时间序列深度编码器¶
本笔记本演示了如何使用 Darts 的 TiDEModel
并将其与 NHiTSModel
进行基准测试。
TiDE(时间序列密集编码器)是一种纯深度学习编码器-解码器架构。它的特殊之处在于,时间解码器可以帮助减轻异常样本对预测的影响(论文中的图4)。
请参阅原始论文和模型描述:http://arxiv.org/abs/2304.08424。
[1]:
# fix python path if working locally
from utils import fix_pythonpath_if_working_locally
fix_pythonpath_if_working_locally()
%matplotlib inline
[2]:
%load_ext autoreload
%autoreload 2
%matplotlib inline
[3]:
import torch
import numpy as np
import pandas as pd
import shutil
from darts.models import NHiTSModel, TiDEModel
from darts.datasets import AusBeerDataset
from darts.dataprocessing.transformers.scaler import Scaler
from pytorch_lightning.callbacks.early_stopping import EarlyStopping
from darts.metrics import mae, mse
import matplotlib.pyplot as plt
import warnings
warnings.filterwarnings("ignore")
import logging
logging.disable(logging.CRITICAL)
模型参数设置¶
样板代码毫无乐趣,尤其是在训练多个模型以比较性能的背景下。为了避免这种情况,我们使用一个通用配置,该配置可以与任何 Darts TorchForecastingModel
一起使用。
关于这些参数的一些有趣的事情:
梯度裁剪: 通过为一批数据设置梯度上限,来缓解反向传播过程中的梯度爆炸问题。
学习率: 模型的大部分学习发生在早期的epochs。随着训练的进行,通常有助于降低学习率以微调模型。尽管如此,这也可能导致显著的过拟合。

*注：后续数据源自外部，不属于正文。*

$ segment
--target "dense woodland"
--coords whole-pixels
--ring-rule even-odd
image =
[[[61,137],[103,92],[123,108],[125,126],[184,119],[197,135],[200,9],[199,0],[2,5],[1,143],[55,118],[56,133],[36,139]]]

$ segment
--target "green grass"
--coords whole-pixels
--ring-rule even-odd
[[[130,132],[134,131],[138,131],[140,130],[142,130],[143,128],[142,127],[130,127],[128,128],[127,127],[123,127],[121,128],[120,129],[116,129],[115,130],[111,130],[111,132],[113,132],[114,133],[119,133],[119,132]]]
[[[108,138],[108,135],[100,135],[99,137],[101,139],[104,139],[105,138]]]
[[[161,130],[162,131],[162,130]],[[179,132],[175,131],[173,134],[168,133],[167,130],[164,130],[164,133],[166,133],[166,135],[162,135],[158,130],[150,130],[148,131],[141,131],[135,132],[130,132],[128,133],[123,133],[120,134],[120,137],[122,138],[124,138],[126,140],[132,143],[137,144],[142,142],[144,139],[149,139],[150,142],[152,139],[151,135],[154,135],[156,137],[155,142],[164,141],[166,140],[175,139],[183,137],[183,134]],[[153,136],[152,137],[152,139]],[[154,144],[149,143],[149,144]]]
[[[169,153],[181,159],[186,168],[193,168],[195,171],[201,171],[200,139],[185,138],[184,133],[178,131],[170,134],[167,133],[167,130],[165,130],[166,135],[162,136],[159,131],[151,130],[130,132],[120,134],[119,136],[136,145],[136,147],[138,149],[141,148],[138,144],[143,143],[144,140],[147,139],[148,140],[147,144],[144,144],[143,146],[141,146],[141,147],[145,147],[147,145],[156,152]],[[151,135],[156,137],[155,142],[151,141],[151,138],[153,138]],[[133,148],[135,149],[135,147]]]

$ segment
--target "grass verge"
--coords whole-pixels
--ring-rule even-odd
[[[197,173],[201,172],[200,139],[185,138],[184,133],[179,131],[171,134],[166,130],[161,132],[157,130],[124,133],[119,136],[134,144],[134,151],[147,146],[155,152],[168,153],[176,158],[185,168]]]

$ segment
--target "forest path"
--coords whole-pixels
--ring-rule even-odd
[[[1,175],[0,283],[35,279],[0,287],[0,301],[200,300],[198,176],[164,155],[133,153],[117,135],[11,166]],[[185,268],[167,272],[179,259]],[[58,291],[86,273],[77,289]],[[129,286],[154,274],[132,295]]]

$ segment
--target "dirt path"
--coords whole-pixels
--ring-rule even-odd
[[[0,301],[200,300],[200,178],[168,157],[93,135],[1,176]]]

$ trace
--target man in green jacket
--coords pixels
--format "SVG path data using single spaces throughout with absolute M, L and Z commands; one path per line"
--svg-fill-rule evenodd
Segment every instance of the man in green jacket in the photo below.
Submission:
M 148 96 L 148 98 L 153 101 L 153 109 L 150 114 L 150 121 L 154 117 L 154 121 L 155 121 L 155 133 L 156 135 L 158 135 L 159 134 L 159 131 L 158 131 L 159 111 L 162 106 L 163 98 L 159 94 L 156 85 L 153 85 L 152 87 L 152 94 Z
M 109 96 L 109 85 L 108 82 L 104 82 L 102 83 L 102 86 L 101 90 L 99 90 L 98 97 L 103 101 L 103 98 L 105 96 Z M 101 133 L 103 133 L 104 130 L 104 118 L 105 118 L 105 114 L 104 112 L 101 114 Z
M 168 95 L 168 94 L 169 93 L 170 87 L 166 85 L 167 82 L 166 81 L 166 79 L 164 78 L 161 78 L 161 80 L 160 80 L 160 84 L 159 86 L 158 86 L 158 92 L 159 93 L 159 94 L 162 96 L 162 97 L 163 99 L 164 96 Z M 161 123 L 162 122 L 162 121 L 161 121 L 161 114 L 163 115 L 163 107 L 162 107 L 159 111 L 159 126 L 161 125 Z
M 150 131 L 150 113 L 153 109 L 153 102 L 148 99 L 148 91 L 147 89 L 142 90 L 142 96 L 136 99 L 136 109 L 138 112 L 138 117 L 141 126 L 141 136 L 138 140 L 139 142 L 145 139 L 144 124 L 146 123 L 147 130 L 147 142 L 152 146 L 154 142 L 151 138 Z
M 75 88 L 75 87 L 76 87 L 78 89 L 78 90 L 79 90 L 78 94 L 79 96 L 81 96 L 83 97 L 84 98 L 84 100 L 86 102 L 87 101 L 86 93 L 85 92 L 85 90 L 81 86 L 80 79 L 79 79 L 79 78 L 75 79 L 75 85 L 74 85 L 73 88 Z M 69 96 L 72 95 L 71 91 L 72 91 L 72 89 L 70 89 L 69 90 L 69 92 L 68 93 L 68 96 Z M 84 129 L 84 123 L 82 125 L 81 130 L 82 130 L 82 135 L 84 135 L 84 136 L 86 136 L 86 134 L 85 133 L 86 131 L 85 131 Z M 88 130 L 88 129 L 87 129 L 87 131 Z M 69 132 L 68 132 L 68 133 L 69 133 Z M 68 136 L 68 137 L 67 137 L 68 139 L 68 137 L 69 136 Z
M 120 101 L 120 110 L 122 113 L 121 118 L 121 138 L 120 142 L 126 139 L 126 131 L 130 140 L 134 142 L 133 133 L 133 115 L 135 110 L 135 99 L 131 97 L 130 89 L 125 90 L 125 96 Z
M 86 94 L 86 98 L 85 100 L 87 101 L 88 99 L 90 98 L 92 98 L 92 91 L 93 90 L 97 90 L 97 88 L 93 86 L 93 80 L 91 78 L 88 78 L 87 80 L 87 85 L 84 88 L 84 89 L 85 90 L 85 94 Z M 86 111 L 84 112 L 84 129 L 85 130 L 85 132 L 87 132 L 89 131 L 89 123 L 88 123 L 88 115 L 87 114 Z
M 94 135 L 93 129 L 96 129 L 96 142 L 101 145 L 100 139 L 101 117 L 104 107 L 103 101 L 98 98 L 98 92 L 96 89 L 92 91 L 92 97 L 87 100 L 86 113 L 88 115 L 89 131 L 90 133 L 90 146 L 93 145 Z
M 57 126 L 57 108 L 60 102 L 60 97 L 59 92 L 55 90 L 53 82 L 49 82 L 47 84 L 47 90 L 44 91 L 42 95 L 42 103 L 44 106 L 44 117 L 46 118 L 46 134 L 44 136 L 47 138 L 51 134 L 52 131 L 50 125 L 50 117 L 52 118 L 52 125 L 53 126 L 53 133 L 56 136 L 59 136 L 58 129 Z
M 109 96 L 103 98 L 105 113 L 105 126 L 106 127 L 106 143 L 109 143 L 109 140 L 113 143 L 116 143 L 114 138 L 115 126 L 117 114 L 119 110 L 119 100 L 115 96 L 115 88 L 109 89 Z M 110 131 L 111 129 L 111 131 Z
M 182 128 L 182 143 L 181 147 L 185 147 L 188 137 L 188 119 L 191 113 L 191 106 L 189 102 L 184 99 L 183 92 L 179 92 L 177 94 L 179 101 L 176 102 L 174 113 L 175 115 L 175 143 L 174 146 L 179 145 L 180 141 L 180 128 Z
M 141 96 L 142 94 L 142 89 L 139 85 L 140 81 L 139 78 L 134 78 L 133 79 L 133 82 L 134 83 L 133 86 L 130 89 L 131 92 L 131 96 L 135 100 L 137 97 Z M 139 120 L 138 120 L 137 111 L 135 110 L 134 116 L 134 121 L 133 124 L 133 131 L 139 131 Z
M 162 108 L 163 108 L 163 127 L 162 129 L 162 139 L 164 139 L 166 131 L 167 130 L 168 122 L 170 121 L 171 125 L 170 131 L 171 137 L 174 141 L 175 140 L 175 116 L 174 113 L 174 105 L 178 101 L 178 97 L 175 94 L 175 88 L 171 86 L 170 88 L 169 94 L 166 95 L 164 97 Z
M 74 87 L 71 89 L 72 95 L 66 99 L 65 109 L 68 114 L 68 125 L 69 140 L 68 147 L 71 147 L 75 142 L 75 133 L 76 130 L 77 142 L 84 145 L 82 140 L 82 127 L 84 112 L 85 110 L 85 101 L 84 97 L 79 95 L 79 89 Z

早停法: 为了避免过拟合,我们可以使用早停法。它监控验证集上的一个指标,并根据自定义条件在指标不再改善时停止训练。
[4]:
optimizer_kwargs = {
"lr": 1e-3,
}
# PyTorch Lightning Trainer arguments
pl_trainer_kwargs = {
"gradient_clip_val": 1,
"max_epochs": 200,
"accelerator": "auto",
"callbacks": [],
}
# learning rate scheduler
lr_scheduler_cls = torch.optim.lr_scheduler.ExponentialLR
lr_scheduler_kwargs = {
"gamma": 0.999,
}
# early stopping (needs to be reset for each model later on)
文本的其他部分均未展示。